O Álbum Branco é o nono disco dos Beatles e sucedeu o aclamado Sgt. Pepper's Lonely Hearts Club Band (Magical Mystery Tour foi lançado apenas em EP no Reino Unido, mas em LP nos Estados Unidos. Por isso, há essa pequena diferença na discografia da banda nos dois países. Adotemos a Inglaterra como padrão). O trabalho foi gravado durante o primeiro grande momento de turbulência da banda.

O disco foi o primeiro da banda após a morte de Brian Epstein. Muito mais do que um simples manager, o empresário foi um dos responsáveis pelo sucesso dos Beatles, e teve uma overdose no dia que os quatro membros encontraram Maharishi Mahesh, um guru espiritual muito famoso em todo mundo, que colocou George Harrison, definitivamente, no mundo da meditação. O álbum duplo também marcou a estreia do selo Apple no mercado fonográfico.


Gravado entre maio e outubro de 1968, e lançado em novembro, o LP foi feito em um clima muito ruim. Perdidos como empresários, e sem ajuda, os quatro estavam com o nível de estresse muito alto. E a presença de Yoko Ono, então namorada de John Lennon, não ajudou no desenvolvimento do disco. Com razão, Harrison, McCartney e Ringo Starr sentiam-se invadidos por uma estranha em meio a um caos corporativo.

Mas eles viviam o auge criativo, e os Beatles eram cada vez mais influenciados por pessoas de fora e viagens, principalmente aos Estados Unidos, eram constantes. E isso atrapalhou bastante o andamento das gravações, já que a individualidade se sobrepunha ao coletivismo que marcou a primeira fase da banda. O Fab Four não era mais o mesmo.

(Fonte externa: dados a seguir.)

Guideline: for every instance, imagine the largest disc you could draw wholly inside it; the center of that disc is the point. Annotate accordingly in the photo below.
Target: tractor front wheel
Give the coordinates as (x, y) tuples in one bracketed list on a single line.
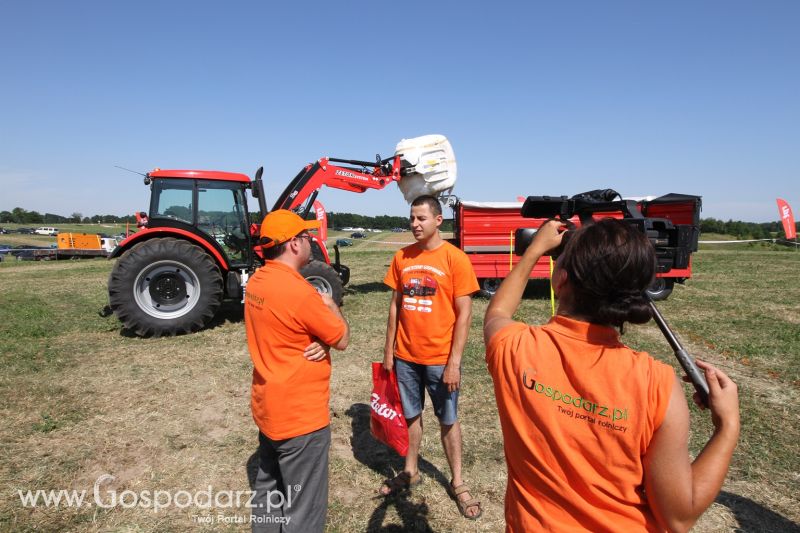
[(165, 287), (660, 289), (324, 278)]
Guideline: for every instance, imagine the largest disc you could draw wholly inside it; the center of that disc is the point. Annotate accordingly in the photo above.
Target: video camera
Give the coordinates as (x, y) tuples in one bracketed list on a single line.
[(673, 242)]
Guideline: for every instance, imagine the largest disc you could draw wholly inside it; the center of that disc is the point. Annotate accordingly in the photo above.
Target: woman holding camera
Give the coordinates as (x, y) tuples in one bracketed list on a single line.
[(596, 434)]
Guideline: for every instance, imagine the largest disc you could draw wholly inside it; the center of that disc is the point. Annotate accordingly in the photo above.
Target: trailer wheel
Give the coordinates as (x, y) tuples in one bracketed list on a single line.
[(660, 289), (489, 286), (165, 287), (324, 278)]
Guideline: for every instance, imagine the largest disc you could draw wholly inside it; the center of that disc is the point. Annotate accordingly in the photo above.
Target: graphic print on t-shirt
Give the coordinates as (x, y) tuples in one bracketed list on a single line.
[(419, 287)]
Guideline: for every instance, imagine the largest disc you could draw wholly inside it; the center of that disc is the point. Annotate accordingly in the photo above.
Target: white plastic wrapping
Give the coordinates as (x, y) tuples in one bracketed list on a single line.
[(430, 165)]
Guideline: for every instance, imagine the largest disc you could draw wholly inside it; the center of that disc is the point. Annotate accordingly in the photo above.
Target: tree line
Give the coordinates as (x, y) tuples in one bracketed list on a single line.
[(22, 216), (736, 228)]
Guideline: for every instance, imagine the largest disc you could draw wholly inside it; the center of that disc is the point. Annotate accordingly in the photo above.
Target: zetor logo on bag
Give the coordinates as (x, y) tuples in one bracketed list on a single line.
[(381, 409), (386, 422)]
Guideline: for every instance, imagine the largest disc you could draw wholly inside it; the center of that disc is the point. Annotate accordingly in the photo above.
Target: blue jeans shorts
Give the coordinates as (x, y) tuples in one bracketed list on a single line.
[(413, 379)]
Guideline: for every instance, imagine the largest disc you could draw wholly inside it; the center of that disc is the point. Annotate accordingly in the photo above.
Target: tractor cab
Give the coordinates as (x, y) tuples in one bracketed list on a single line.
[(211, 205)]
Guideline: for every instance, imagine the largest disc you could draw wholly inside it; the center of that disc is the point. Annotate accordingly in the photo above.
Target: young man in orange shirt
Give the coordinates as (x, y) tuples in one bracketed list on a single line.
[(596, 434), (429, 318), (289, 329)]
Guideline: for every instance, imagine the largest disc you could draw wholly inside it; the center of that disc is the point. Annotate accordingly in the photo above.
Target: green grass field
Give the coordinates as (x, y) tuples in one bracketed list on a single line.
[(81, 399)]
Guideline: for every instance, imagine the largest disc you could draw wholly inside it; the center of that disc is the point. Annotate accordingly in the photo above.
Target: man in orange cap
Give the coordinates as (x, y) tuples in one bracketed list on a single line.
[(289, 329)]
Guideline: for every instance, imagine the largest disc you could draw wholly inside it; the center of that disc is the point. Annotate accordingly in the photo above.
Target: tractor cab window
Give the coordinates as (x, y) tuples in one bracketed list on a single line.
[(221, 214), (173, 199)]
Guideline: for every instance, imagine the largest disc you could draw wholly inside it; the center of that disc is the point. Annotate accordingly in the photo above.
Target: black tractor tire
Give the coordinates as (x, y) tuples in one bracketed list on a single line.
[(324, 278), (660, 289), (489, 286), (165, 287)]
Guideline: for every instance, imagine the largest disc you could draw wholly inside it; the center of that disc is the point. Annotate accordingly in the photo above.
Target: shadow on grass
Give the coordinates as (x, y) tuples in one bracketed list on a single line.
[(385, 461), (365, 288), (752, 516), (229, 311)]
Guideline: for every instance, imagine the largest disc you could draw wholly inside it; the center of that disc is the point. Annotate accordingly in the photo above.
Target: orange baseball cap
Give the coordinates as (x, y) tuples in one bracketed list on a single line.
[(281, 225)]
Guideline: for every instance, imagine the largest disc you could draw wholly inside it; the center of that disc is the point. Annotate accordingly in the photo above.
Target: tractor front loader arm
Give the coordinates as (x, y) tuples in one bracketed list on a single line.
[(353, 179)]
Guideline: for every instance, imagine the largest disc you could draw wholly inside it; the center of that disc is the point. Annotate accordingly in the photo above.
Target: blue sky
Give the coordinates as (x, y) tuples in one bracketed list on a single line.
[(536, 98)]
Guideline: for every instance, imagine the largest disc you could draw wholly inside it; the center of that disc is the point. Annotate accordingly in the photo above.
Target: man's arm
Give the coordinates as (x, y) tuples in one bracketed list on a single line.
[(342, 343), (391, 331), (679, 491), (452, 370), (506, 300)]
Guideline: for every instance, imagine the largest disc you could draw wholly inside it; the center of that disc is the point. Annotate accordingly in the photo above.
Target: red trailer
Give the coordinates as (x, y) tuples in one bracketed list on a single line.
[(485, 231)]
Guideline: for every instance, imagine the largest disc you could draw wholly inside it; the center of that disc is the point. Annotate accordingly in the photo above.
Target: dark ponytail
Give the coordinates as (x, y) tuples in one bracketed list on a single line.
[(609, 264)]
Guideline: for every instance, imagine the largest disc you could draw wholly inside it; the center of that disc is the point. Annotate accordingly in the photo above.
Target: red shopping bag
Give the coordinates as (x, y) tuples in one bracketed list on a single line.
[(387, 423)]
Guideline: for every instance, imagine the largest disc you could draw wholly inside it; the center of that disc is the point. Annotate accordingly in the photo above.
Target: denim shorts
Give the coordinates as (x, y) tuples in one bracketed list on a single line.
[(413, 379)]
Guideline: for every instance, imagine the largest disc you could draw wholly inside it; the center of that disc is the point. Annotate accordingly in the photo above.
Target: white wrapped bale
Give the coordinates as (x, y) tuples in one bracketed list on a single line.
[(430, 166)]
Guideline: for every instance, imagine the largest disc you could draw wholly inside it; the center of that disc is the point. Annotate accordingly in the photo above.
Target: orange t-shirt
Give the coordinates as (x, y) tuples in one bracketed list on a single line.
[(283, 314), (429, 281), (578, 411)]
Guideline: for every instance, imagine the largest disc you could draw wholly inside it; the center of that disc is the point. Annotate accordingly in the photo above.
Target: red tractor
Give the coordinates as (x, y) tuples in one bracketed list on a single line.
[(198, 248)]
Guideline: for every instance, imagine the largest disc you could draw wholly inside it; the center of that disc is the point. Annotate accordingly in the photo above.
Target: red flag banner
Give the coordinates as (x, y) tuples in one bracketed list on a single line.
[(787, 218), (322, 216)]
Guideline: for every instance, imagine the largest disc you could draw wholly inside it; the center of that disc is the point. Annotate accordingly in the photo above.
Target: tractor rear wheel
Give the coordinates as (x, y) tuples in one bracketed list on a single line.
[(165, 287), (324, 278)]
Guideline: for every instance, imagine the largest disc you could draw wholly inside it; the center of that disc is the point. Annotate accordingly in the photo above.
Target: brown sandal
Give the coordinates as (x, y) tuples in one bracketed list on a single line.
[(463, 505), (400, 483)]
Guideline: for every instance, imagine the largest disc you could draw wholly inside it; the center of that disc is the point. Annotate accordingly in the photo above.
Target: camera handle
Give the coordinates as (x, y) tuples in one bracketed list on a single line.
[(686, 361)]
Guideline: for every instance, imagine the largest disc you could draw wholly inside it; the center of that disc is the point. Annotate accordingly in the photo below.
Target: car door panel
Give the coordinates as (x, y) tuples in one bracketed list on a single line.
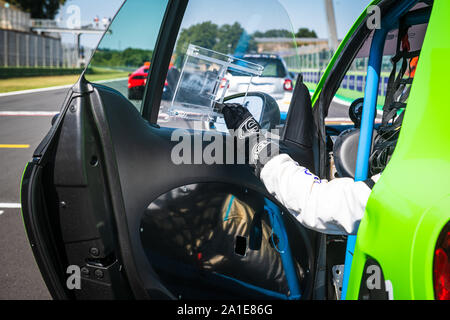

O estresse foi tamanho, que o engenheiro de som Geoff Emerick pediu demissão em meio às gravações. E os problemas causaram a primeira baixa na banda: irritado com toda situação, Ringo deixou os Beatles em agosto de 1968. Os três que ficaram imploraram pela volta do baterista, mas ele só fez isso duas semanas depois. E o desinteresse pelo trabalho um do outro era tanto, que Harrison teve que chamar Eric Clapton para tocar guitarra em "While My Guitar Gently Weeps". Foi a primeira vez que um músico de fora tocou em um álbum do grupo - ele não está creditado no disco.

A capa do LP foi desenvolvida por Richard Hamilton, um artista muito popular à época. Contrastando com a capa do Sgt. Pepper, a ideia foi ter algo totalmente de cor única com o nome da banda em relevo, um pouco abaixo do lado direito - um tipo de arte moderna nos anos 1960. Claro, com o passar dos anos, esse conceito foi totalmente abandonado e impressões em cinza e preto, mais baratas, vêm dominando o mercado. Dentro, a embalagem oferecia a letra das 30 canções e fotos dos Beatles.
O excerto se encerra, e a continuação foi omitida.